É certo que os nazireus e os sacerdotes de Israel eram proibidos de consumirem bebidas alcoólicas, mas em função da sua função (e mesmo assim podiam em certa ocasião: Nm 6,20). Essa, no entanto, não era uma proibição para todo mundo.
Vamos a mais uns trechinhos:
"Comprarás ali com esse dinheiro tudo o que te aprouver, bois, ovelhas, vinho, bebidas fermentadas, tudo o que desejares, e comerás tudo isso em presença do Senhor, teu Deus, alegrando-te com tua família" (Deut 14,26).
Será que a Escritura está recomendando pecar na presença do Senhor?
"Fazeis brotar a relva para o gado, e plantas úteis ao homem, para que da terra possa extrair o pão e o vinho que alegra o coração do homem." (Sl 103, 14-15).
Por que será que é dito que o vinho alegra o coração do homem? Obviamente aqui se faz referência a um dos seus efeitos. Ocorre que este efeito é próprio do vinho legítimo, isto é, do que contém álcool. A versão tabajara suquinho de uva não alegra nada..
"Aqueles que colherem o trigo o comerão louvando ao Senhor; aqueles que vindimarem beberão o vinho no átrio de meu santuário". (Isa 62,9)
Neste capítulo, Deus diz que não deixará os estrangeiros beberem o vinho de Israel. Este vinho, algo precioso, será bebido por Israel nos átrios do santuário. Logo, longe de ser proibido, ele é recomendado.
O livro dos Cânticos, pelo qual tenho certa predileção, traz no seu começo: "tuas carícias me inebriarão mais que o vinho". (Ct 1,4) Esta referência ao efeito do vinho só é feita porque era comum que ele fosse consumido.
Já o livro do Eclesiástico - que não consta na bíblia protestante, mas que importa isso? - se harmoniza com tudo isso que já dissemos em não proibir o consumo do vinho, mas apenas o seu excesso:
"Não é um pouco de vinho suficiente para um homem bem-educado?

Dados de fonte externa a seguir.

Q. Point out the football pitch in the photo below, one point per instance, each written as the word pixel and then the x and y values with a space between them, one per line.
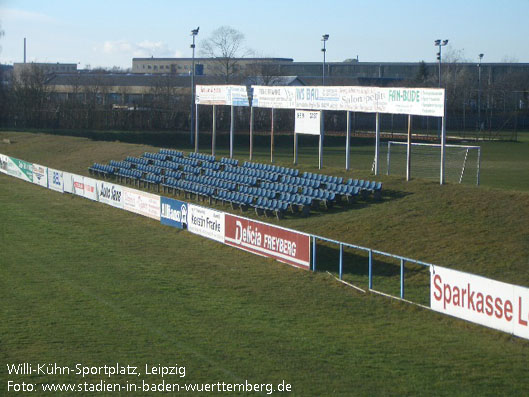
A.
pixel 84 283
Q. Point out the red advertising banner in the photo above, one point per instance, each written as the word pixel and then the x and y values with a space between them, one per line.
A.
pixel 267 240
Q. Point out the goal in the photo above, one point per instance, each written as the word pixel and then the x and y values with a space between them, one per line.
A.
pixel 462 163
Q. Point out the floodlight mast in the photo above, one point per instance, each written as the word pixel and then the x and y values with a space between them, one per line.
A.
pixel 325 37
pixel 479 91
pixel 194 33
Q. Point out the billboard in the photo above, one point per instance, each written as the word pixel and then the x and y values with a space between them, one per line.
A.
pixel 285 245
pixel 141 203
pixel 55 180
pixel 77 185
pixel 90 188
pixel 415 101
pixel 235 95
pixel 68 182
pixel 17 168
pixel 109 193
pixel 483 301
pixel 173 212
pixel 307 122
pixel 40 175
pixel 205 222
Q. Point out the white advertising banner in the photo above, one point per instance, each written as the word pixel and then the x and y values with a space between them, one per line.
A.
pixel 78 185
pixel 110 194
pixel 274 97
pixel 55 180
pixel 415 101
pixel 40 175
pixel 212 95
pixel 3 163
pixel 68 183
pixel 141 203
pixel 491 303
pixel 235 95
pixel 308 122
pixel 90 188
pixel 205 222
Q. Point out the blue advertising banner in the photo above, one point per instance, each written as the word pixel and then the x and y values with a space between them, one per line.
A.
pixel 173 212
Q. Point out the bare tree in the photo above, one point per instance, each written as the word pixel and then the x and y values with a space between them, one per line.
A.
pixel 226 47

Assim não terás sono pesado, e não sentirás dor." (Eclo 31,22)
"O vinho bebido sobriamente é como uma vida para os homens. Se o beberes moderadamente, serás sobrio. Que é a vida do homem a quem falta o vinho? Que coisa tira a vida? A morte. No princípio o vinho foi criado para a alegria e não para a embriaguez. O vinho, bebido moderadamente, é a alegria da alma e do coração. A sobriedade no beber é a saúde da alma e do corpo. O excesso na bebida causa irritação, cólera e numerosas catástrofes. O vinho, bebido em demasia, é a aflição da alma. A embriaguez inspira a ousadia e faz pecar o insensato; abafa as forças e causa feridas. Não repreendas o próximo durante uma refeição regada a vinho; não o trates com desprezo enquanto ele se entrega à alegria. Não lhe faças censuras, não o atormentes, reclamando o que te é devido." (Eclo 31,32-42)
O que o autor do Eclesiástico está dizendo basicamente é: "O vinho é bom. Evite o excesso e não encha o saco."
Se alguém, porém, já foi viciado ou tem a tendência de sê-lo, ou convive com quem o é, é bom evitar de todo o consumo de álcool. Mas se não é o caso, experimente deste prazer lícito que Deus nos deu para a NOOOOOSSSA ALEGRIA!! ♪♫
Fábio
Belo texto, Fábio.
ResponderExcluirO senso comum sempre se refere ao excesso do uso e da prática de alguma como sendo ruins e prejudiciais. A bebida, quando mal usufruída, traz discórdia entre as pessoas e um enorme prejuízo social, pessoal e moral para quem é descontrolado no uso. A vinho, segundo pesquisas científicas, é bastante salutar. É a bebida que mais gosto. Como diz você ao final do texto: "Para nooooossa alegria!"
Sim.. Esse natural desapreço pelas bebidas vem, acho, de um certo puritanismo protestante que adentrou na Igreja há já algum tempo. Eu mesmo já o defendi. Mas ainda hoje o natural é alguém estranhar se um católico é visto bebendo cerveja. Também gosto de vinho, mas tomo mais frequentemente cerveja.